[asterisk-bugs] [JIRA] (ASTERISK-28962) Asterisk Memory Leak after SIP Reply Flood

Kevin Harwell (JIRA) noreply at issues.asterisk.org
Thu Jun 25 13:48:25 CDT 2020


     [ https://issues.asterisk.org/jira/browse/ASTERISK-28962?page=com.atlassian.jira.plugin.system.issuetabpanels:all-tabpanel ]

Kevin Harwell updated ASTERISK-28962:
-------------------------------------

    Assignee: Jonas Swiatek  (was: Unassigned)
      Status: Waiting for Feedback  (was: Triage)
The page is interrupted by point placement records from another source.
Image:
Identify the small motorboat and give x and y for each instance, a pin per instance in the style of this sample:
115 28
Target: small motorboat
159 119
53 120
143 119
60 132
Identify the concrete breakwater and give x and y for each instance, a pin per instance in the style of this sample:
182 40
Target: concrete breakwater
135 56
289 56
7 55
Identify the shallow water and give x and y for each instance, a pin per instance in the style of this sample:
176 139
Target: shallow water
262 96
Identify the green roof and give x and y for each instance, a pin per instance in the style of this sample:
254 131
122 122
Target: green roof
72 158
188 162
> Asterisk Memory Leak after SIP Reply Flood
> ------------------------------------------
>
>                 Key: ASTERISK-28962
>                 URL: https://issues.asterisk.org/jira/browse/ASTERISK-28962
>             Project: Asterisk
>          Issue Type: Bug
>      Security Level: None
>          Components: Channels/chan_pjsip
>    Affects Versions: 16.6.1
>         Environment: Amazon Linux 2 (CentOS based)
>            Reporter: Jonas Swiatek
>            Assignee: Jonas Swiatek
>         Attachments: invite_recv.xml
>
>
> I've got a user with a SIP Client (MicroSIP) that some times goes haywire, and responds to the initial INVITE from Asterisk by retransmitting it's 180 Ringing on a loop, seemingly unbounded. We're talking thousands of the same reply. I haven't been able to retrieve all of them from Homer as there are simply too many for their UI to cooperate. But the 100 or so I did manage to pull was all sent within a handful of milliseconds.
> When Asterisk received these, it's memory usage shots up significantly, and the log file started printing hundreds of these lines:
> WARNING[13337] channel.c: Exceptionally long queue length queuing to PJSIP/registrar-0000d96a
> The channel noted is the outgoing call to the user with the defective SIP Client.
> There was nothing else in the messages log file related to this at all.
> Asterisk CPU spiked (thought not to 100%), which is not a surprise as it does need to process all these SIP Replies, however the memory usage did not go down afterwards, even 12 hours after.
> Normally it'll sit around 5 mb or something, but after this it had allocated a good 6GB of ram and there was no sign it was about to give any of it up 12 hours later when I restarted it.
> I've got a PCAP file, though it contains sensitive information so I'd prefer not to share it publicly
> I've also moved this customer to a separate Asterisk instance running 16.11.1, and I can probably enable whatever other logging might be helpful on it, in case this client goes haywire again and takes out that instance.